Hasil penerimaan pembayaran PBB, dimaksudkan untuk kepentingan rakyat daerah, oleh karena itu sebagian besar dari hasil penerimaan PBB diserahkan kepada pemerintah daerah. Melalui pola penggunaan pajak yang demikian ini, tentunya akan memberikan stimulant kepada daerah untuk memotivasi masyarakatnya guna memenuhi kewajiban membayar PBB. Secara teoritis, pada tingkatan tertentu nilai dari jumlah penerimaan pembayaran PBB akan mencerminkan pendapatan suatu daerah, sehingga efisiensi dan produktivitas daerah dapat dipenuhi secara optimal.

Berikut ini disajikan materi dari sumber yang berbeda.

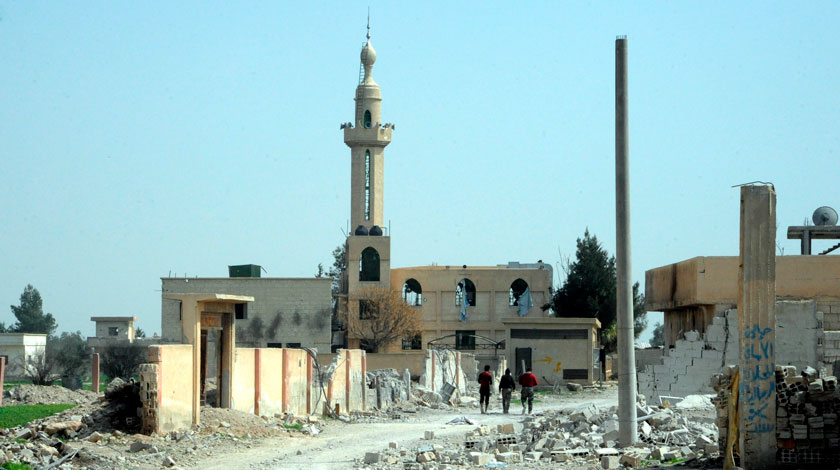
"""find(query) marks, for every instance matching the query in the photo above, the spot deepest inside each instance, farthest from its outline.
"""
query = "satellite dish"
(825, 216)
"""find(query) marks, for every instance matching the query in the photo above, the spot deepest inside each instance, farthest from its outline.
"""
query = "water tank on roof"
(245, 270)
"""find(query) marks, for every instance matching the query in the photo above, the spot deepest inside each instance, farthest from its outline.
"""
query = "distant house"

Meskipun realisasi penerimaan PBB selalu melampui target, namun data yang terdapat di Kantor Pelayanan Pajak di Provinsi Lampung, yaitu Kantor Pelayanan PBB Bandar Lampung, Pesawaran, realisasi penerimaan PBB tersebut diatas didapat dari berbagai sektor, yakni sektor pedesaan, perkotaan, perkebunan, kehutanan, dan pertambangan. Sektor perikanan dan perairan khususnya pertambakan atau tambak yang merupakan salah satu bagian dari obyek PBB, tampaknya belum secara spesifik diketahui secara pasti berapa jumlah Penerimaan PBB-nya seperti yang dimaksudkan dalam keputusan Menteri Keuangan Republik Indonesia Nomor 174/KMK.04/1993 Tentang Penentuan Klasifikasi Dan Besarnya Nilai Jual Obyek Pajak Sebagai Dasar Pengenaan Pajak Bumi dan Bangunan yang terakhir diubah dengan keputusan Menteri Keuangan Republik Indonesia Nomor 523/KMK.04/1998.

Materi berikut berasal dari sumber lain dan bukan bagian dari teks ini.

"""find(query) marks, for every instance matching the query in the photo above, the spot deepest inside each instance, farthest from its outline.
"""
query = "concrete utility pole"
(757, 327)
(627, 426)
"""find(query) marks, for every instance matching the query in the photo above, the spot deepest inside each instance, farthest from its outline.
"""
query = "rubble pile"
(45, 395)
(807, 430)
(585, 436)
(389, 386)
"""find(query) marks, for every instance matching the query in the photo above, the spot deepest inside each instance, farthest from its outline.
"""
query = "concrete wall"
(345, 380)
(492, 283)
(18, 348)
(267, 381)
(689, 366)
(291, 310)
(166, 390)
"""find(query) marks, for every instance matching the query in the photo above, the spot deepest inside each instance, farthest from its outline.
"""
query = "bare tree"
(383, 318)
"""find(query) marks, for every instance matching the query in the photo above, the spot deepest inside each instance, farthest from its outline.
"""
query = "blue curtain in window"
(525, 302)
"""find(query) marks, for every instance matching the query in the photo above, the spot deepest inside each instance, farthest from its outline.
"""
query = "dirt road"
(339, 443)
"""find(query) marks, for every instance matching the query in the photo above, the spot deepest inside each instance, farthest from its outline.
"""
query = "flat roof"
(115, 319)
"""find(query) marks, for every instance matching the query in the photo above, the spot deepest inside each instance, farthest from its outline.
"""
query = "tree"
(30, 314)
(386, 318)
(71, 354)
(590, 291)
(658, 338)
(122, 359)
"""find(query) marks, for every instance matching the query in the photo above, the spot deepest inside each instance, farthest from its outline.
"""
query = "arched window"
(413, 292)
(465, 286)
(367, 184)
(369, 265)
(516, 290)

Padahal tambak yang dikenal dengan penghasil udang windunya, merupakan salah satu komoditas primadona eksport Indonesia. Dalam setiap kali panen, para petambak bagaikan mendulang emas dari tambaknya. Kondisi ini, membuat pengusaha bermodal membuka lahan-lahan tambak dikawasan Provinsi Lampung. Seperi di sepanjang jalan lintas timur sumatera, mulai dari Bakauheni hingga ke Maringgai dan Tulang Bawang tampak berderet tambak- tambak rakyat. Demikian juga dikawasan Lampung Selatan, banyak petani mengubah lahan mereka menjadi tambak.

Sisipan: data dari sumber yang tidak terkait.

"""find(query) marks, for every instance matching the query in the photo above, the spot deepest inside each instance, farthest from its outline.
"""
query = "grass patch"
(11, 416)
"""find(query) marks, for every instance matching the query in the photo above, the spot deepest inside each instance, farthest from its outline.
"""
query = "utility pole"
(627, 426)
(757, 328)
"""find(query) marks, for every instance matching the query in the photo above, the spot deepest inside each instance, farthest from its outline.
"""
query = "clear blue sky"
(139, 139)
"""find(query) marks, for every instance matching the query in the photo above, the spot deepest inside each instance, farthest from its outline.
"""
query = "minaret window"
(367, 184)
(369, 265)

Dari data yang dimiliki Dinas Kelautan dan Kehutanan Kabupaten Lampung Selatan tercatat bahwa jumlah Rumah Tangga Pertambakan yaitu 1.357, sedangkan Perusahaan pertambakan yaitu 25 perusahaan. Salah satu usaha pertambakan di Lampung Selatan yaitu Perusahaan pertambakan Udang Vaname (Udang Putih) di Kalianda dengan luas areal 11 hektar. Dalam setahun 2x masa panen, masa panen 4 (empat) bulan sekali, kemudian 2 (dua) bulan masa pengeringan.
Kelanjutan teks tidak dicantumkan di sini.